Whitney Houston may be gone, but she certainly isn’t forgotten. In fact, people are thinking about—and buying—her music now more than ever.
‘I Will Always Love You,’ is the #1 song atop the iTunes charts. Her albums took half of the top 20 spots on Amazon . ON iTunes 42 of her songs are in the top 200. And Billboard says her ‘Greatest Hits’ album could sell over 50,000 copies just in the day and a half following her death, which would put it into Billboard’s top 20, if not the top 10.

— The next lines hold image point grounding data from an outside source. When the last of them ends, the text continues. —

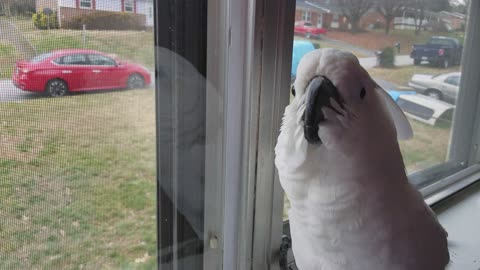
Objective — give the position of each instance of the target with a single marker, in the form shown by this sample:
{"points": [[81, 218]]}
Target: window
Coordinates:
{"points": [[100, 60], [74, 59], [85, 3], [307, 16], [129, 5]]}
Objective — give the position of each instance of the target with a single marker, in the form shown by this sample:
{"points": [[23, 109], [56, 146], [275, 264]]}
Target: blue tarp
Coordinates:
{"points": [[395, 94]]}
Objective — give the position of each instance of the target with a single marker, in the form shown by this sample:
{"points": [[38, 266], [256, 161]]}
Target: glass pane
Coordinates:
{"points": [[410, 57], [78, 169]]}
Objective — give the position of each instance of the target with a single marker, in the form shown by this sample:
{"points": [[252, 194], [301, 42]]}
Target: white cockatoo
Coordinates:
{"points": [[339, 162]]}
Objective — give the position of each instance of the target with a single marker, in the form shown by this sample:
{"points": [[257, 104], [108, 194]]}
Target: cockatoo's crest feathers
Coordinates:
{"points": [[402, 126]]}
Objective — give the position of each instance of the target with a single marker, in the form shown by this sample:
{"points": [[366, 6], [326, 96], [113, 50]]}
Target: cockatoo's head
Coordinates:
{"points": [[340, 105]]}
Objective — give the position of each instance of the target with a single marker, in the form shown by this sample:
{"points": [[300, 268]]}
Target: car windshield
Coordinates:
{"points": [[41, 57], [441, 41]]}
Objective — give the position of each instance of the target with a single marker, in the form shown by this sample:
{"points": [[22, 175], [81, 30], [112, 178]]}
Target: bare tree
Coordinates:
{"points": [[353, 10], [417, 8], [389, 9]]}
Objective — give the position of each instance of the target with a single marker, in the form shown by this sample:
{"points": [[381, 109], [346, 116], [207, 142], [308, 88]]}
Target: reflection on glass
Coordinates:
{"points": [[416, 61], [78, 171]]}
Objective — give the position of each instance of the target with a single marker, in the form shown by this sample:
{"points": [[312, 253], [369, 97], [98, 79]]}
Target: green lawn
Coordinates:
{"points": [[78, 182]]}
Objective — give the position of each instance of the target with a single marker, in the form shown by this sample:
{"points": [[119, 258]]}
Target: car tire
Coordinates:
{"points": [[56, 88], [135, 81], [434, 93]]}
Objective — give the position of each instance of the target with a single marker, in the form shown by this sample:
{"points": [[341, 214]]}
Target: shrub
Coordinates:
{"points": [[387, 57], [43, 21], [107, 21]]}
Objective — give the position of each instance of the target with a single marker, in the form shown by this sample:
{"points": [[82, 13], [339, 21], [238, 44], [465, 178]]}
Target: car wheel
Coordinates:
{"points": [[135, 81], [446, 63], [56, 88], [434, 93]]}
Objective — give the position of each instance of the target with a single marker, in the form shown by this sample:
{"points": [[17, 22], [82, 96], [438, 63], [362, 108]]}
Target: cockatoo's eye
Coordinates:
{"points": [[363, 93]]}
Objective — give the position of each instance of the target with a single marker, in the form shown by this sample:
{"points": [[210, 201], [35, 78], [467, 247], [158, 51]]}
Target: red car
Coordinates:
{"points": [[308, 30], [58, 72]]}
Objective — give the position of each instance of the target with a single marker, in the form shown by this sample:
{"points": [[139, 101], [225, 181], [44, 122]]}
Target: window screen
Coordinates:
{"points": [[77, 146]]}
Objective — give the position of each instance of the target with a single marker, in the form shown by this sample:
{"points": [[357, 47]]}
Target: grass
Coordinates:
{"points": [[402, 75], [77, 184]]}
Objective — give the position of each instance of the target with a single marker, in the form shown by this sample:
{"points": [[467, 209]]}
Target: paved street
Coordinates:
{"points": [[400, 60], [8, 91]]}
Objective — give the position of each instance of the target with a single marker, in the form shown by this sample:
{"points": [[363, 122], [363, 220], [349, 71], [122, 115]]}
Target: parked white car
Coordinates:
{"points": [[426, 109], [442, 86]]}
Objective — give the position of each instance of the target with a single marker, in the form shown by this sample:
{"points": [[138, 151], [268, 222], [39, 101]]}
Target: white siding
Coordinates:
{"points": [[68, 3], [110, 5]]}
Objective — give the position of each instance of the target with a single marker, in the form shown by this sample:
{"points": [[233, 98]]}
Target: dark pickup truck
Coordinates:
{"points": [[441, 51]]}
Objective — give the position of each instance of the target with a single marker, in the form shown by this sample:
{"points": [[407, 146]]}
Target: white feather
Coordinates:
{"points": [[352, 207]]}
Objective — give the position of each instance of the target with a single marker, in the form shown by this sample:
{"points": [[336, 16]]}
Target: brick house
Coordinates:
{"points": [[69, 9]]}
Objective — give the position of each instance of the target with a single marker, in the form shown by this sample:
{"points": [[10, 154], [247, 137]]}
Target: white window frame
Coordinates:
{"points": [[248, 64], [129, 4], [90, 2]]}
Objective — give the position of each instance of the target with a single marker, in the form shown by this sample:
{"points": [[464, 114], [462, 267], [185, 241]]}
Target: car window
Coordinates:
{"points": [[74, 59], [41, 57], [441, 41], [100, 60], [454, 80]]}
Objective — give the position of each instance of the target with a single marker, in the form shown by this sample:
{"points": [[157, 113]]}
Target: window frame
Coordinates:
{"points": [[307, 16], [435, 183]]}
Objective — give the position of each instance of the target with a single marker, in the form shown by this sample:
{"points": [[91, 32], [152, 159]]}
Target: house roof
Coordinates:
{"points": [[453, 14], [310, 5]]}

This phenomenon is hardly unique to Houston: The industry has a morbid name for it called a ‘death bounce.’ We saw a similar phenomenon after Amy Winehouse died last year: Her 2006 album became number one on the iTunes charts. And Michael Jackson’s music saw a huge surge in sales after his death. In the US alone his ‘Thriller’ album sold a million copies, and in the six months following his death his albums sold 8 million copies in the US and close to 30 million worldwide. All in, the Jackson Estate made $279 million in the 12 months after his death.
Houston’s estate won’t benefit as much from the surge in sales as Jackson’s did. Forbes reporter Zack O’Malley Greenburg says that because she didn’t write her own songs like Jackson did, she won’t share in the publishing royalties. But Greenburg says that if Houston’s music sells even half as well as Jackson’s did after his death, her artist royalties alone could bring the estate more than $10 million in the coming year.
Who else will benefit? Sony , which owns Arista records. Sony is also releasing Houston’s last film, “Sparkle,” which is now in post-production. Not only will Houston’s passing draw attention to the film, but it should also help drive sales of the sound track, on which Houston sings the gospel classic “Eyes on the Sparrow.”